My stomach sinks when I recognize them. Frank and Derek lie sleeping on their backs, looking so much more comfortable than the floor where I'd been. Frank’s mouth hangs slightly open, a line of drool running down his chin. Derek’s face looks strangely peaceful without the constant scowl he wears on the farm.
If I didn’t know better, I’d think they were patients waiting for surgery. Waiting comfortably. Although comfort is a relative thing when considering the straps pinning their unconscious bodies to the bed. Restrained at the wrists and ankles, with straps across their chests and hips, I’ll gladly stick with the floor.
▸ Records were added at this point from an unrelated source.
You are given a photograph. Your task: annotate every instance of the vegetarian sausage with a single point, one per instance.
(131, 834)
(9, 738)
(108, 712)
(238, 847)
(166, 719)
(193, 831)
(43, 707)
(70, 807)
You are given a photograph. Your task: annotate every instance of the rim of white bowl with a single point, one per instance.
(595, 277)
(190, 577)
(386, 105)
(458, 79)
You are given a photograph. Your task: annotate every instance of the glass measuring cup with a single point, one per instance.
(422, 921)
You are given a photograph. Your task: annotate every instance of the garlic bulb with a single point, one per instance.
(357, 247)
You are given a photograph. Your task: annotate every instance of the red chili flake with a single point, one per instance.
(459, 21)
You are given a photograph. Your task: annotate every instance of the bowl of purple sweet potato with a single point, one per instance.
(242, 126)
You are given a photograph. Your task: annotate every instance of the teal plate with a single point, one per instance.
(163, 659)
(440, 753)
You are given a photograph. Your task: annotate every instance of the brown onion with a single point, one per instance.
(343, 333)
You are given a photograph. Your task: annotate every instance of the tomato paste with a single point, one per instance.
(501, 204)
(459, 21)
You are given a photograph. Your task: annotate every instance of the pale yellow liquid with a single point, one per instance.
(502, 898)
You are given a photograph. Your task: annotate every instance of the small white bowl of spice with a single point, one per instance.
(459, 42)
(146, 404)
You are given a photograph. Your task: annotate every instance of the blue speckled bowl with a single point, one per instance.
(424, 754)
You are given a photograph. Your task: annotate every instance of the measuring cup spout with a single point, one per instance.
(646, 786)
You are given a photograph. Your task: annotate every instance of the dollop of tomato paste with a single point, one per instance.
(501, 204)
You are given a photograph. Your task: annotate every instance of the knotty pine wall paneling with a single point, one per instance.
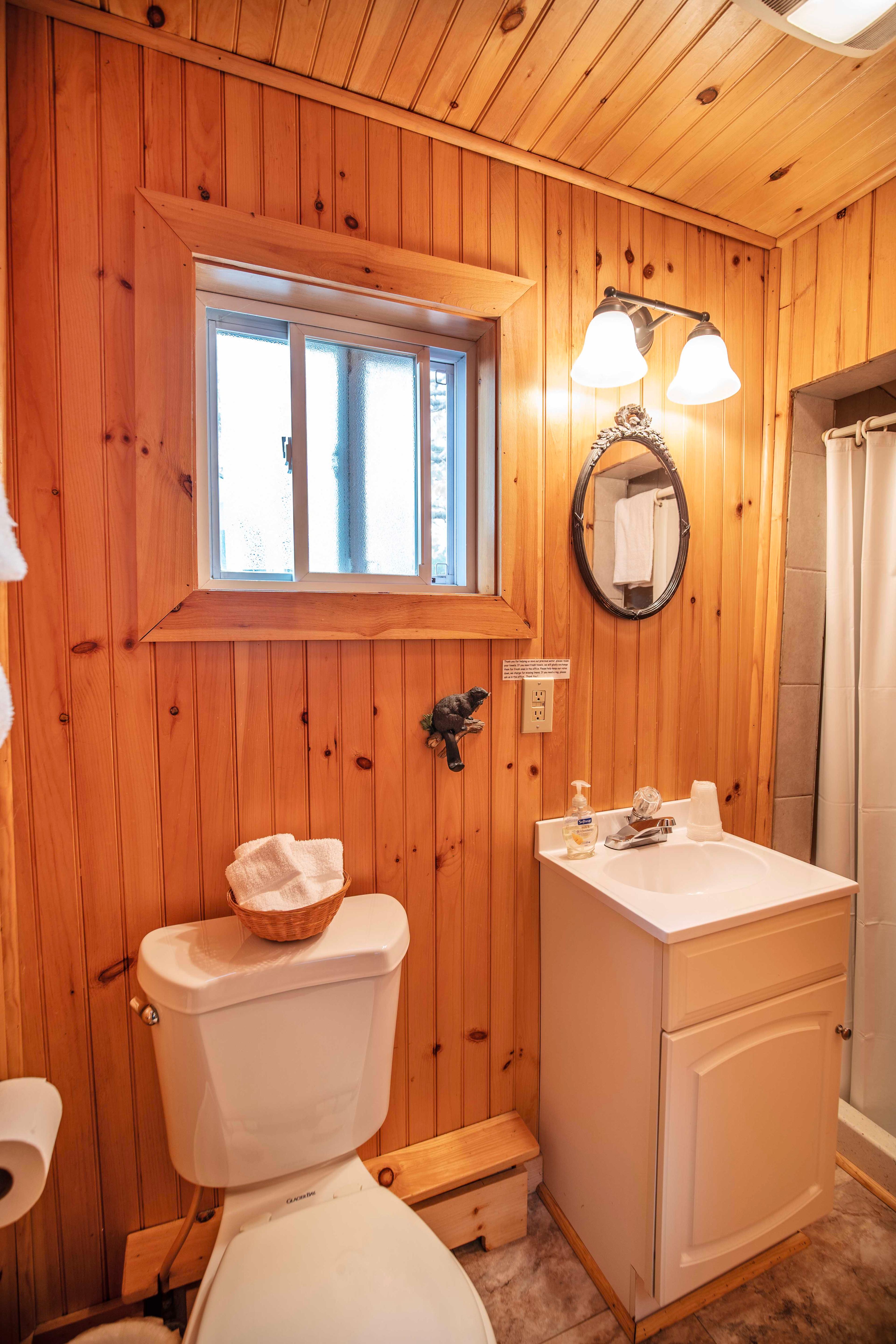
(139, 768)
(836, 310)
“Well, at least the puppy farm gets closed down now,” I inform them dryly. My hand moves gingerly forward towards Frank’s calf, but stops before making contact. I don’t actually want him waking until I know whether saving them is the right thing to do.
“Good morning, sleepyhead,” a voice calls from the ceiling, shattering the silence with a nerve-wracking force. He sounds calm, relaxed, and strangely familiar.
“Uh, good morning?” I reply, spinning slowly, hoping to find a camera to focus on. I hate not knowing where to look. Where is he?
“Did you sleep well?” The voice asks.
“You don’t care about that answer. If you did, you'd have given me a pillow, or something softer than the concrete floor.” I can't find anything to focus my attention on, which is annoying.